E-learning systems are currently very popular and millions of students learn using those (Jegatha Deborah et al., 2014). Moreover, similarly to e-learning systems the MOOCs (Massive Open Online Course) are often used to promote the universities and allows them to sell certificates to graduates, which brings a huge business potential. E-learning system typically contains various courses containing learning materials divided into logical units called learning objects (LOs), e.g., explanations, questions or the practical exercises to solve presented in various forms combing text and multimedia. This rich information source can be used to improve the e-learning based on specific students׳ characteristics and behavior.

There are many advantages of e-learning in comparison to traditional education. One of the most important is, that “e-students” can adjust the learning process to their own needs and speed, which fit them the most. Jovanovic et al. (2012) proposed the clustering method for grouping students based on their cognitive learning style. This way are users able to spend their time in e-learning effectively, because system is able to automatically adapt their learning materials with respect to their learning styles.

Another advantage of e-learning systems is the possibility to adapt the course structure, navigation or its content exactly to the needs of every student individually. The concept of the adaptation and personalization of web-based systems for the domain of e-learning was introduced by Brusilovsky (1996) and is still intensively researched nowadays. There were proposed the methods of personalized recommendation, such as hybrid approach from Klasnja-Milevic et al. (2011) which is similarly to previous approach based on students׳ learning styles, but in this case also on frequent sequences of in content learned.

The task of the session end prediction represents an interesting challenge of e-learning. Students sometimes decide to stop learning while they did not understand fully the materials. If the e-learning application would be able to predict that student will probably leave soon, it could motivate him/her to stay longer, remind him/her the learning object he/she has not studied yet or offer him/her some questions to test his/her real knowledge. In this way the system will be able to help the student to learn effectively, e.g., not miss any of topics to learn in order to better prepare for his/her exam.

Our contributions presented in this papers are:

• An analysis of e-learning students׳ behavior and feedback types and sources.

• Novel approach for student exit intent prediction for actual session designed for highly dynamic data in the form of data stream.

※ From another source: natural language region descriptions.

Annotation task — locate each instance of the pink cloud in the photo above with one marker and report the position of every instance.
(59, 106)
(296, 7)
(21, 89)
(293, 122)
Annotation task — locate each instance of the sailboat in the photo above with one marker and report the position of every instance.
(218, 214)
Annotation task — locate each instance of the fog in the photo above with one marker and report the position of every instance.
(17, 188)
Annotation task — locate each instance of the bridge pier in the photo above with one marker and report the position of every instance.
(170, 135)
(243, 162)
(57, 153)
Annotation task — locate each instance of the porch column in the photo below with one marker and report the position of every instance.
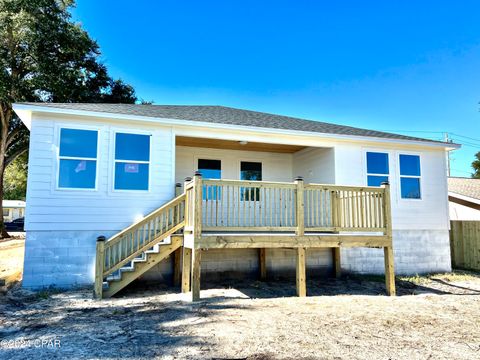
(186, 266)
(337, 265)
(301, 273)
(262, 263)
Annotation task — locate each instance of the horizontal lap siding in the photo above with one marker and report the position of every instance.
(101, 210)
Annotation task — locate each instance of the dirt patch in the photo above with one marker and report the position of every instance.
(253, 320)
(11, 261)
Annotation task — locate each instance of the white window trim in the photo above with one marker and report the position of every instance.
(56, 180)
(367, 174)
(113, 161)
(409, 176)
(207, 157)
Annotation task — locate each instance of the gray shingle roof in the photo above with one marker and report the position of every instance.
(465, 186)
(227, 115)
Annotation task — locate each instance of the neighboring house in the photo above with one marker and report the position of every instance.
(13, 209)
(94, 169)
(464, 198)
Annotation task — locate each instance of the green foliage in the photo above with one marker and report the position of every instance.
(45, 56)
(15, 179)
(476, 166)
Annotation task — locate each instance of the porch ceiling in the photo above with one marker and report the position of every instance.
(235, 145)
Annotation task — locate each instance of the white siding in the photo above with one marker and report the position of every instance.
(102, 209)
(429, 213)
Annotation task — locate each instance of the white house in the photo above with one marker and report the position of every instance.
(94, 169)
(464, 198)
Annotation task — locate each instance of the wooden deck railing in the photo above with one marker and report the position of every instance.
(234, 205)
(128, 244)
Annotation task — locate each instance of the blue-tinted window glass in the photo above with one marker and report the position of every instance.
(210, 169)
(132, 147)
(373, 180)
(78, 143)
(250, 171)
(78, 174)
(410, 188)
(131, 176)
(410, 165)
(377, 163)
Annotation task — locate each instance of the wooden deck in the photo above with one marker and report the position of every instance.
(232, 214)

In comparison to the state-of-the-art approaches and challenges in the attrition rate prediction including e-learning domain, our proposed approach focuses on short-term behavior prediction (in the mean of one session). Proposed approach fully takes an advantage of all available user characteristics- including students׳ performance, their personalities or learning styles. Thanks to the predictor architecture (polynomial binary classifier, using the stochastic gradient descent algorithm), we are able to process students׳ actions within the system as the data stream and dynamically make predictions for actual sessions. Such a short-term prediction is not used in today׳s web-based systems, including the e-learning domain.

The rest of the paper is structured as follows. The related work and the state-of-the-art is presented in the next section. The section “E-Students” Challenges describes the current trends of e-learning and its advantages in comparison to the traditional learning approaches focusing on the student feedback. We demonstrate the most important features and the ways of collecting the feedback from students׳ actions considering our e-learning system ALEF (Adaptive LEarning Framework). In the following section we focus on one task of user behavior prediction. We describe proposed method for prediction the next user action in web-based educational system in mean if he/she stay or will leave. The section Evaluation shows the results of the proposed method used with various settings. Finally, in the section Conclusions we summarize the achieved results and discuss future work.